SURABAYA – Anggota Komisi C DPRD Kota Surabaya, Sukadar, menyoroti pelaksanaan pelayanan Badan Penyelenggara Jaminan Sosial (BPJS) di sejumlah rumah sakit swasta yang bekerja sama dengan Pemerintah Kota Surabaya.

Ia menilai, masih banyak penyimpangan yang terjadi di lapangan, yang tidak sejalan dengan laporan dari Dinas Kesehatan Kota Surabaya dalam Rencana Pembangunan Jangka Menengah Daerah (RPJMD).

“Di Surabaya ada 66 rumah sakit, dan 48 di antaranya bekerja sama dengan Pemerintah Kota. Dari jumlah itu, hanya tiga yang merupakan milik Pemkot, yaitu RSUD Soewandhie, RS BDH, dan RS Eka Chandrarini. Kalau di tiga rumah sakit ini, pelayanan BPJS cukup baik dan tidak ada masalah,” ujar Sukadar,  Jum’at (27/6).

Namun, ia menceritakan pengalamannya sendiri saat menggunakan BPJS di salah satu rumah sakit swasta yang bekerja sama dengan Pemkot. Setelah menjalani rawat inap selama tiga hari dan dipulangkan, ia kembali mengalami sakit dan datang lagi ke rumah sakit yang sama. Bukannya dilayani, ia justru diberi informasi bahwa BPJS hanya meng-cover satu kali kunjungan rawat inap dalam sebulan.

“Padahal saat kami melakukan hearing dengan Dinas Kesehatan, mereka menyatakan tidak ada batasan seperti itu. Pasien harus tetap dilayani sampai sembuh, karena ini prinsipnya subsidi silang,” ungkapnya politisi PDI Perjuangan.

Ia menyayangkan, adanya perlakuan berbeda yang diterima masyarakat umum, khususnya mereka yang tidak paham aturan atau tidak memiliki posisi seperti dirinya sebagai anggota dewan. “Karena saya anggota DPRD, setelah saya protes langsung dilayani. Tapi bagaimana dengan masyarakat biasa? Mereka pasti takut dan mengira aturan itu benar adanya, lalu akhirnya tidak kembali lagi ke rumah sakit,” tegasnya.

Selain soal BPJS, Sukadar juga menyinggung kebijakan pelayanan kesehatan berbasis KTP bagi warga Surabaya yang tidak memiliki BPJS. Ia menegaskan bahwa sesuai dengan pernyataan Wali Kota Surabaya, warga miskin tetap harus dilayani, terutama di rumah sakit milik Pemkot.

“Kalau di rumah sakit milik Pemkot, warga bisa langsung dilayani hanya dengan menunjukkan KTP. Tapi di rumah sakit swasta yang bekerja sama dengan Pemkot, belum tentu.
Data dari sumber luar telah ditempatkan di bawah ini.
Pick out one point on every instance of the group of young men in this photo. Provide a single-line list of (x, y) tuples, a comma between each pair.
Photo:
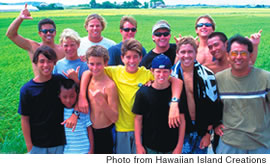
[(196, 88)]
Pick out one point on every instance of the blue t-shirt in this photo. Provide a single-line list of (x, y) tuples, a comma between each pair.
[(41, 103), (115, 54), (65, 64), (77, 141)]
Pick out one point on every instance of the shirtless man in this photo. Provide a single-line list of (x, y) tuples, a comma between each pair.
[(103, 94), (199, 96), (47, 32)]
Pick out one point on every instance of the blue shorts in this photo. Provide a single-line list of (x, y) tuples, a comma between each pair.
[(224, 148), (49, 150), (125, 143), (192, 144)]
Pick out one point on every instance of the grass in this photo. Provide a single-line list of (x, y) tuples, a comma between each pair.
[(16, 69)]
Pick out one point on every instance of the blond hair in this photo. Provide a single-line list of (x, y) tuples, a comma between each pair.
[(97, 51), (129, 19), (131, 45), (70, 34), (206, 17), (187, 40), (95, 16)]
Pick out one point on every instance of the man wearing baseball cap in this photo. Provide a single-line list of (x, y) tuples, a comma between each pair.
[(151, 107), (161, 36)]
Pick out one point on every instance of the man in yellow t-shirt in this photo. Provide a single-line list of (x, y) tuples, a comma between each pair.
[(128, 80)]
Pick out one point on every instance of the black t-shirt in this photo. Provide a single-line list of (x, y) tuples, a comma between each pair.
[(153, 104), (147, 59), (41, 103)]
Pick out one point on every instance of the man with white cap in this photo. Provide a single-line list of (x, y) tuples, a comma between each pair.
[(161, 36)]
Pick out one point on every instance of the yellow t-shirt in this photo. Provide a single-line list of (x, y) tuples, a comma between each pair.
[(127, 85)]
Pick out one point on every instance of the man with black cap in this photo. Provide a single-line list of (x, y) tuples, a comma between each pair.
[(151, 107), (161, 36)]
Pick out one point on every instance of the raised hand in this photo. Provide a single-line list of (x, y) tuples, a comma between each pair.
[(256, 38), (25, 14)]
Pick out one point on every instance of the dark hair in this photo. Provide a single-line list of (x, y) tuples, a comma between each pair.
[(45, 21), (69, 84), (129, 19), (97, 51), (241, 40), (221, 36), (131, 45), (47, 51)]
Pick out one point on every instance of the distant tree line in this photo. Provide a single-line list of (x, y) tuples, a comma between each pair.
[(125, 4)]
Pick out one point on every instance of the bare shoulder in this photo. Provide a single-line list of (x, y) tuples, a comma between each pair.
[(59, 51)]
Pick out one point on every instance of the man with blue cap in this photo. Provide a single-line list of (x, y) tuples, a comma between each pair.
[(151, 107)]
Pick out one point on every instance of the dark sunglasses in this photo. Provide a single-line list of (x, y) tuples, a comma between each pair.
[(206, 24), (158, 34), (129, 29), (44, 31)]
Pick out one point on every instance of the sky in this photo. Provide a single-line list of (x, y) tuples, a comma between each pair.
[(167, 2)]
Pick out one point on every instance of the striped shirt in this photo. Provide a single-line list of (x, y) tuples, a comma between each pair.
[(77, 141)]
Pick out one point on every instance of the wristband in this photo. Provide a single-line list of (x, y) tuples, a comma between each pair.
[(77, 113)]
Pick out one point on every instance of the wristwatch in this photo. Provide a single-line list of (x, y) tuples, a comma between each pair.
[(174, 99), (210, 131), (77, 113)]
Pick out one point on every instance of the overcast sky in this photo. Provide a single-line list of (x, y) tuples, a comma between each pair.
[(167, 2)]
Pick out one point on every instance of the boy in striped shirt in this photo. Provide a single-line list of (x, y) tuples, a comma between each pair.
[(79, 141)]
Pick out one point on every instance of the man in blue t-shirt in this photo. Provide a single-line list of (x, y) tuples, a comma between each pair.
[(128, 29)]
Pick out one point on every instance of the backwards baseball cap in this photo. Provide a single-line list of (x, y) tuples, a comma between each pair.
[(162, 62), (161, 24)]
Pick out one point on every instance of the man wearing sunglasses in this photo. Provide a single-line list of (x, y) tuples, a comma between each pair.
[(245, 93), (47, 32), (161, 36), (217, 43), (128, 30)]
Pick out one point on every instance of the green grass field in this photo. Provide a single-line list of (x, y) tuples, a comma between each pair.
[(15, 66)]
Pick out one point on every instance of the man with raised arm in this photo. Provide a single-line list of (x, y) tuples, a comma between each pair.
[(47, 32), (217, 44)]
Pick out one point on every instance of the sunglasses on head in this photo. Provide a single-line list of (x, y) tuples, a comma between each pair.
[(236, 53), (129, 29), (45, 31), (206, 24), (159, 34)]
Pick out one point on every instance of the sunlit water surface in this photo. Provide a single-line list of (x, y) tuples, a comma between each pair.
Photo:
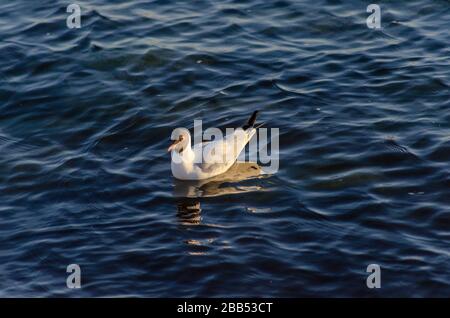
[(85, 120)]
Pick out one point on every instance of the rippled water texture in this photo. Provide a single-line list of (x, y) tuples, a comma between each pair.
[(85, 120)]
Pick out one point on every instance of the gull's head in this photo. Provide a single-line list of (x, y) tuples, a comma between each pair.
[(181, 140)]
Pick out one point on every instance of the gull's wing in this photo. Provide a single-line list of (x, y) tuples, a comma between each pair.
[(222, 153)]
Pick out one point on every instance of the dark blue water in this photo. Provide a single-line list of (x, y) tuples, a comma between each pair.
[(85, 120)]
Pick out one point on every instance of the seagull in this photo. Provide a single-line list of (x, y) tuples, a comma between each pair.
[(211, 158)]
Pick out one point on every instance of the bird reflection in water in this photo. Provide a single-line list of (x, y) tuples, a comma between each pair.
[(188, 212), (190, 192)]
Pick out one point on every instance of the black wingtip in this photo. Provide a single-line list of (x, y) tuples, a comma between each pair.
[(251, 121)]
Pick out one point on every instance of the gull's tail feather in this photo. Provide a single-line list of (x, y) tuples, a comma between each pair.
[(251, 121)]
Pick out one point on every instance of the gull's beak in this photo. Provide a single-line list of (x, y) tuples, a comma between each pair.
[(172, 146)]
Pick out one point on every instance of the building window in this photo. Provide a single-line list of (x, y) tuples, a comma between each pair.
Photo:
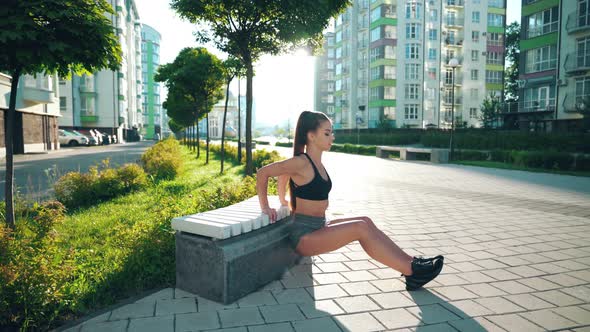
[(63, 104), (432, 34), (540, 98), (432, 73), (543, 22), (389, 92), (413, 30), (413, 9), (432, 53), (389, 72), (540, 59), (411, 111), (582, 89), (496, 3), (412, 71), (493, 76), (411, 91), (412, 51), (434, 15), (376, 34), (495, 39), (495, 20), (583, 52), (494, 58)]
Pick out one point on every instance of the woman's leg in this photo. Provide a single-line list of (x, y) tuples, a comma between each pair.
[(377, 245)]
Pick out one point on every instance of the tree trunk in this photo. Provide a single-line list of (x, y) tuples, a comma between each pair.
[(249, 76), (8, 187), (223, 125), (239, 123), (198, 140), (207, 139)]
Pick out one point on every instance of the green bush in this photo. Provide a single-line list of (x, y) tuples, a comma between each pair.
[(76, 189), (354, 149), (163, 160), (582, 163)]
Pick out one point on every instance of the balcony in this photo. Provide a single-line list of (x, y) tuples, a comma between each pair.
[(577, 23), (454, 3), (446, 60), (576, 64), (454, 22), (576, 104), (534, 106), (448, 100), (449, 42), (448, 81)]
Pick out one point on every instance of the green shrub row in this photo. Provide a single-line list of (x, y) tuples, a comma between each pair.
[(552, 160), (163, 160), (355, 149), (477, 139), (76, 189), (260, 158), (55, 267)]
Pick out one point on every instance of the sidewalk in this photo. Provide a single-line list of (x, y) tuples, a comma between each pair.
[(517, 248)]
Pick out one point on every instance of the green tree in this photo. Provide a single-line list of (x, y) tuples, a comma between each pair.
[(249, 29), (232, 68), (51, 37), (490, 108), (194, 81), (512, 61)]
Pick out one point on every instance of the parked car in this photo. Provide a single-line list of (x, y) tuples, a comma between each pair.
[(71, 139), (92, 140)]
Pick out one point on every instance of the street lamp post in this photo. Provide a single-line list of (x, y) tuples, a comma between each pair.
[(357, 119), (453, 63)]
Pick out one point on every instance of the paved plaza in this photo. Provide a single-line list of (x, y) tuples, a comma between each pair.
[(516, 246)]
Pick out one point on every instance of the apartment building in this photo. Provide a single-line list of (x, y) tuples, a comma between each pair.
[(391, 62), (110, 101), (554, 67), (36, 117), (150, 60)]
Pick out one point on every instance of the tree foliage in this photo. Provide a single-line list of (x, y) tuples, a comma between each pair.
[(194, 81), (512, 60), (249, 29), (51, 36), (490, 108)]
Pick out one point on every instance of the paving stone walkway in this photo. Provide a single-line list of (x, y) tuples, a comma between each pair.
[(517, 248)]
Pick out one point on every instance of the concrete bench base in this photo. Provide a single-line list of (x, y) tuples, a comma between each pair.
[(409, 153), (226, 270)]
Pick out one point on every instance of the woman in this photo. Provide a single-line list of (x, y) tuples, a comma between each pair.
[(310, 185)]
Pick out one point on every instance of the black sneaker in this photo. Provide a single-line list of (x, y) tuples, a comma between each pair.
[(423, 271)]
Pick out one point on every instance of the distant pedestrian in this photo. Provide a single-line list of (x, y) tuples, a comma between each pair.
[(309, 185)]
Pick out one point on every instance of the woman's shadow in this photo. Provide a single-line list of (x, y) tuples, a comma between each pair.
[(316, 307)]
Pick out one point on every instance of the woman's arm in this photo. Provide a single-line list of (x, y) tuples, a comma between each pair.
[(283, 169)]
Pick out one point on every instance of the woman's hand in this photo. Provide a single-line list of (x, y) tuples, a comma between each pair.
[(271, 213)]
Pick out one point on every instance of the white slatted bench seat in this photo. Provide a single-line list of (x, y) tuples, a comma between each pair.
[(409, 153), (227, 253)]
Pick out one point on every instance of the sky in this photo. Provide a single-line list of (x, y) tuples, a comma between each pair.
[(283, 86)]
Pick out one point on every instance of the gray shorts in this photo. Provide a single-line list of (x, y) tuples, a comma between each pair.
[(303, 224)]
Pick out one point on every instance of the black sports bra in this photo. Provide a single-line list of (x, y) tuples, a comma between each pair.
[(315, 190)]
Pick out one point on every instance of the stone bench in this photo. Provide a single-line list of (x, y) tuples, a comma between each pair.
[(410, 153), (225, 254)]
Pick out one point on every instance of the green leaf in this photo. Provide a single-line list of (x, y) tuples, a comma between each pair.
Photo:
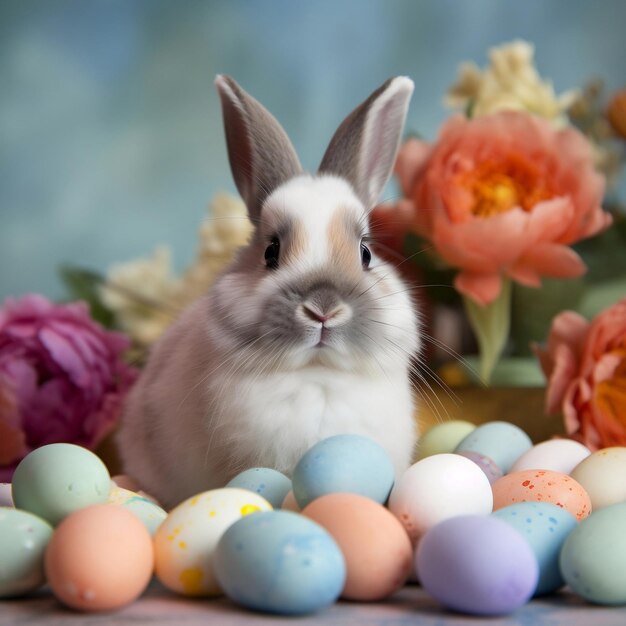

Padahal seharusnya bisa langsung didaftarkan lewat aplikasi Edabu agar masuk dalam data BPJS yang dibiayai oleh APBD,” jelasnya.

Ia menilai, ketidaksesuaian antara laporan Dinas Kesehatan dengan praktik di lapangan merupakan persoalan serius. Karena itu, DPRD Surabaya meminta adanya pengawasan lebih ketat serta evaluasi terhadap kerja sama rumah sakit swasta dengan Pemkot.

“Apa yang tertulis di atas kertas tidak sesuai dengan kenyataan di lapangan. Ini menjadi kritik dan masukan serius bagi Dinas Kesehatan agar lebih cermat dan konsisten dalam pelaksanaan pelayanan BPJS,” pungkas Sukadar.